Crédito: Arte sobre foto de Victor Correia/ Jornal Laboratório da UNB
Decidi traduzir esses poemas depois dos fatos de 31 de agosto de 2016, pela proximidade dos dois textos a algumas preocupações extremamente atuais. Elegante como o de costume, Frank O'Hara aborda dois temas que despertam especial interesse entre artistas e produtores culturais brasileiros no contexto pós-golpe. Primeiro, em relação às diferentes linhas de análise política do Brasil atual e suas contradições; segundo, enquanto artistas, como faremos para nos colocar nesse cenário e como sobreviveremos (no sentido literal de pagar as contas) dentro dele.

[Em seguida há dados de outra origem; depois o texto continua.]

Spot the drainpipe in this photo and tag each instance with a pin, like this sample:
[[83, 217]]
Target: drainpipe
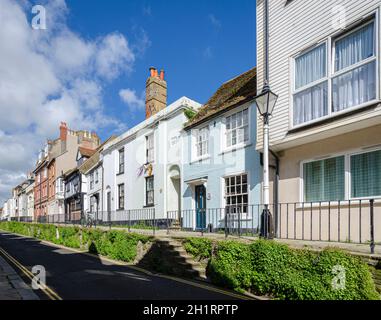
[[266, 41], [276, 191]]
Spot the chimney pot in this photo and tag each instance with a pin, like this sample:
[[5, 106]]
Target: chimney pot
[[152, 71]]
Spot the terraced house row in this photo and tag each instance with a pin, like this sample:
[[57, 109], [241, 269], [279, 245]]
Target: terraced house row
[[199, 167]]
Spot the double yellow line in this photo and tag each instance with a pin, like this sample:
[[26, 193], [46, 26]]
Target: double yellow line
[[43, 287]]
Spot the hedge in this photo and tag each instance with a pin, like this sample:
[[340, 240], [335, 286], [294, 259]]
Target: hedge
[[116, 244], [274, 269]]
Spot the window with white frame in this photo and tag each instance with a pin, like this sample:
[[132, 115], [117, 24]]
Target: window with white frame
[[150, 191], [237, 128], [202, 142], [366, 174], [311, 85], [236, 193], [121, 196], [350, 81], [92, 180], [150, 155], [354, 79], [326, 180], [121, 161]]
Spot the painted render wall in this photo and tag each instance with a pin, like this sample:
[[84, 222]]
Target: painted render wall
[[166, 126]]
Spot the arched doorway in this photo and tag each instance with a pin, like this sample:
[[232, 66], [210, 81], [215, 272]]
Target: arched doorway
[[174, 190]]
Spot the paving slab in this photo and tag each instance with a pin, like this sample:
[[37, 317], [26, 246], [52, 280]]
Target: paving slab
[[12, 287]]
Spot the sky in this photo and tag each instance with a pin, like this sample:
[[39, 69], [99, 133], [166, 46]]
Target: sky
[[90, 64]]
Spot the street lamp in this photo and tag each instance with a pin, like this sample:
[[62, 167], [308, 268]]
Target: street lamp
[[265, 103]]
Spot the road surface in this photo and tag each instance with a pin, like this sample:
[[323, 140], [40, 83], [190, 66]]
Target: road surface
[[75, 276]]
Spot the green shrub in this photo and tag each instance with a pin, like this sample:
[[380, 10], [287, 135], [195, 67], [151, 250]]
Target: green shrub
[[270, 268], [198, 248]]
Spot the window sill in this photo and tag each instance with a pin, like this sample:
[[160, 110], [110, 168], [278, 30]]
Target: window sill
[[333, 117], [235, 148]]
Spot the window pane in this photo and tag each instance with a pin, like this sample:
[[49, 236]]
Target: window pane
[[334, 175], [310, 67], [355, 47], [366, 174], [354, 87], [313, 181], [311, 104]]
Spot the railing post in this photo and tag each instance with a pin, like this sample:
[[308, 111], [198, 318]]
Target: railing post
[[226, 223], [129, 220], [167, 223], [372, 243]]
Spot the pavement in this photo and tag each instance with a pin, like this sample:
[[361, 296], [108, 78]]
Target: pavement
[[72, 275], [12, 287]]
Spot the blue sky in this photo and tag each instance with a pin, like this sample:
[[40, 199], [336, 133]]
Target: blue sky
[[200, 44], [89, 66]]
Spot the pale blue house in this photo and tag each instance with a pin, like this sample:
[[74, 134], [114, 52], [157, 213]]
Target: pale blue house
[[221, 167]]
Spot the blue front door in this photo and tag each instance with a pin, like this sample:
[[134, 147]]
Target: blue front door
[[200, 207]]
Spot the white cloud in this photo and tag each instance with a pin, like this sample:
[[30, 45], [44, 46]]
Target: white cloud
[[48, 76], [129, 97], [113, 56]]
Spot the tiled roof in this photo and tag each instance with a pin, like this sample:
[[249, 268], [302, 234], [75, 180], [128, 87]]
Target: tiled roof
[[233, 93], [85, 152]]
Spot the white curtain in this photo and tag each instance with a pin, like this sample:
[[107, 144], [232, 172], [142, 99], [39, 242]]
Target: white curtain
[[358, 85], [311, 104], [355, 87], [310, 67]]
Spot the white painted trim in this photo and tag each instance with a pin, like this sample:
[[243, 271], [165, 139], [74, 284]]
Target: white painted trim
[[347, 173], [330, 41]]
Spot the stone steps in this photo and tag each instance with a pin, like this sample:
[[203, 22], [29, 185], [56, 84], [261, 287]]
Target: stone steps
[[168, 256]]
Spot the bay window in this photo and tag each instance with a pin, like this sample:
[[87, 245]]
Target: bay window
[[236, 193], [345, 177], [330, 81]]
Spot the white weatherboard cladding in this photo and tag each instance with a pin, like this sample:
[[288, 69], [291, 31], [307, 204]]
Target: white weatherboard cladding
[[293, 28]]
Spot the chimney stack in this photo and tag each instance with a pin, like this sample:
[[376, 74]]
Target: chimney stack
[[63, 131], [156, 92], [63, 135]]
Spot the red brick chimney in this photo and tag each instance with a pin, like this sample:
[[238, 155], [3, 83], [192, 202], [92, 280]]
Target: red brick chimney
[[156, 92], [63, 131]]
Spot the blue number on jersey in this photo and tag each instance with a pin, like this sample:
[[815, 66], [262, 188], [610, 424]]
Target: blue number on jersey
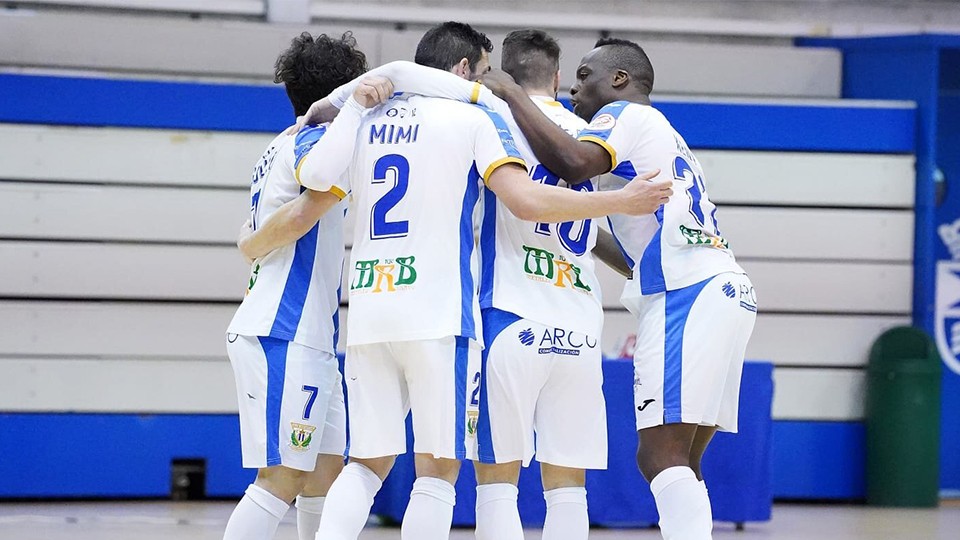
[[400, 169], [695, 192], [576, 245]]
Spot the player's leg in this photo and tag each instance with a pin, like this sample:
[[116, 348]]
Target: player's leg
[[512, 373], [675, 381], [331, 447], [436, 372], [268, 372], [377, 400], [571, 427]]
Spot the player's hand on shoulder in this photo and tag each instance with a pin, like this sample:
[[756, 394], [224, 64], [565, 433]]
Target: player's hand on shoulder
[[643, 195], [498, 81], [373, 91], [246, 231]]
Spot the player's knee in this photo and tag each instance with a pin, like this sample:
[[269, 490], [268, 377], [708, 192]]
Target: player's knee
[[284, 483], [652, 460]]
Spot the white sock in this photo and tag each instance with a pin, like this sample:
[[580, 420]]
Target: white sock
[[256, 516], [566, 514], [348, 503], [709, 504], [497, 515], [430, 512], [309, 510], [683, 505]]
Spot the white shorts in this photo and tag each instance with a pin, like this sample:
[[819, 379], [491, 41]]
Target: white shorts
[[689, 355], [291, 402], [385, 381], [544, 380]]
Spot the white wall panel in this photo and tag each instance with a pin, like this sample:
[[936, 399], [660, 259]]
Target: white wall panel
[[792, 233], [132, 386], [791, 340], [818, 394], [111, 329], [832, 287], [111, 271], [815, 179], [111, 155], [172, 45], [104, 212]]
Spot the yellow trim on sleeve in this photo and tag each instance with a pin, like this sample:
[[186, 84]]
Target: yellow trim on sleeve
[[340, 194], [501, 162], [475, 94], [605, 145]]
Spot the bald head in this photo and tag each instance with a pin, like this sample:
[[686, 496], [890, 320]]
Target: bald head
[[621, 54]]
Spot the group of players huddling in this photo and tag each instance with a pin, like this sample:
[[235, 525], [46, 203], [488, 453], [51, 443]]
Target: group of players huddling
[[474, 301]]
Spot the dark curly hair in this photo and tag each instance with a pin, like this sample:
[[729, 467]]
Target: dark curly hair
[[312, 67], [446, 44], [630, 57]]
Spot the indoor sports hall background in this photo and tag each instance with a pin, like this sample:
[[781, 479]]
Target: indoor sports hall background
[[829, 131]]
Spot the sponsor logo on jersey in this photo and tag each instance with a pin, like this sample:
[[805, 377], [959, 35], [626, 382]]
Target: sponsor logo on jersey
[[301, 435], [696, 237], [254, 274], [387, 275], [560, 341], [548, 267], [472, 419], [527, 337], [603, 122], [729, 290], [748, 297]]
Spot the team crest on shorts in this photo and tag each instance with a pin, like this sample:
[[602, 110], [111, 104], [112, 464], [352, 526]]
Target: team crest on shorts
[[472, 419], [301, 435]]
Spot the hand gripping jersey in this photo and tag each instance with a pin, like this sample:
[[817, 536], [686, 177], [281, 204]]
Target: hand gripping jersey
[[294, 291], [541, 271], [415, 181], [680, 244]]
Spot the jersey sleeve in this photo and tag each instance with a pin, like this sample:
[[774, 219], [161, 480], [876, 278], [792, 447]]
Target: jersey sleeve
[[411, 78], [494, 145], [324, 153], [611, 128]]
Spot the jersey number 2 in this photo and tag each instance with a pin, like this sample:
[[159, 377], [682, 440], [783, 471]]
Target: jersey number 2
[[396, 169]]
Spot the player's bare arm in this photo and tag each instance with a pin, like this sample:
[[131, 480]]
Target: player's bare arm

Vale lembrar que os poemas foram escritos em 1955 e 1956, respectivamente - os dois primeiros anos da Guerra do Vietnã.
Depois de ver Washington crossing the Delaware, de Larry Rivers, no Museu de Arte Moderna
Agora que o nosso herói voltou pra gente
em suas calças brancas e conhecemos seu nariz
sacudindo como uma bandeira num tiroteio,
vemos que o rio calmo e gelado apoia
nossas forças, a bela história.
Ser mais revolucionário do que uma freira
é o nosso desejo, ser secular e íntimo
como quando, ao ver uma casaca vermelha, você sorri
e puxa o gatilho. Ansiedades
e hostilidades, acendem e alimentam
o robô, com ponderações teóricas e
a espiritualidade ciumenta
da abstração? elas são fumaça, ondas acima
do acontecimento físico. Elas desaparecem.
Veja como somos livres! como uma nação de pessoas.
Querido pai do nosso país, você
tão vivo deve ter mentido incessantemente pra poder ser
imediato, aqui estão seus ossos cruzados
sobre meu peito como um trabuco enferrujado,
bandeira de pirata, bravamente específica
e sempre tão clara, no brilho enevoado
de uma travessia pela água, no inverno, para uma margem
que não é a mesma alcançada pela ponte.
Não atire até que, o branco da liberdade brilhando
no cano da espingarda, você veja o medo em todos.
[01h55 em Cambridge,
frio pálido de primavera,]
01h55 em Cambridge, frio pálido de primavera,
sim. Noites na casa de Jim com Jimmy
ouvir Lenya cantando o dia inteiro. Sim,
eu aceito outra cerveja e Bert Brecht é
um grande poeta, e Kurt Weill, ele é um gênio também.
Acima de tudo, é um presente de Wystan, Alemanha,
quando, anos atrás, Tropas de Infiltração chegaram perto
como se batessem na nossa porta, antes da gente se conhecer, tão
assustadores quanto a hora do recreio, quando os bullies
estavam do outro lado. E quando eles estavam do
nosso lado era pior. Então gradualmente o temer
deu lugar ao saber, outro presente de Wystan,
embora também seja ruim desse jeito, pois não há garantias
em nenhum dos lados. E agora é quase a última hora
da sua visita, Jimmy, acabam as caminhadas pelo Charles
"o rio aluvial", flanando por uma cidade
que é linda porque é tão plana. Sem mais
grandes decisões sobre títulos e lugares, sem mais
drinks em demasia. Será que aqueles poemas vão chegar
a ser escritos? os royalties de VISITING
ANGKOR VAT AND VIENNA vão realmente nos sustentar, num
futuro que ainda ontem parecia brilhante,
literalmente? Adeus. Pelo menos nós escrevemos a nossa ODE.
E em outros lugares, à medida que a neve vira lama, vamos sentar
durante dias e dias e falar e ouvir música
e esquentar o café. E em silêncio, vamos pro bar.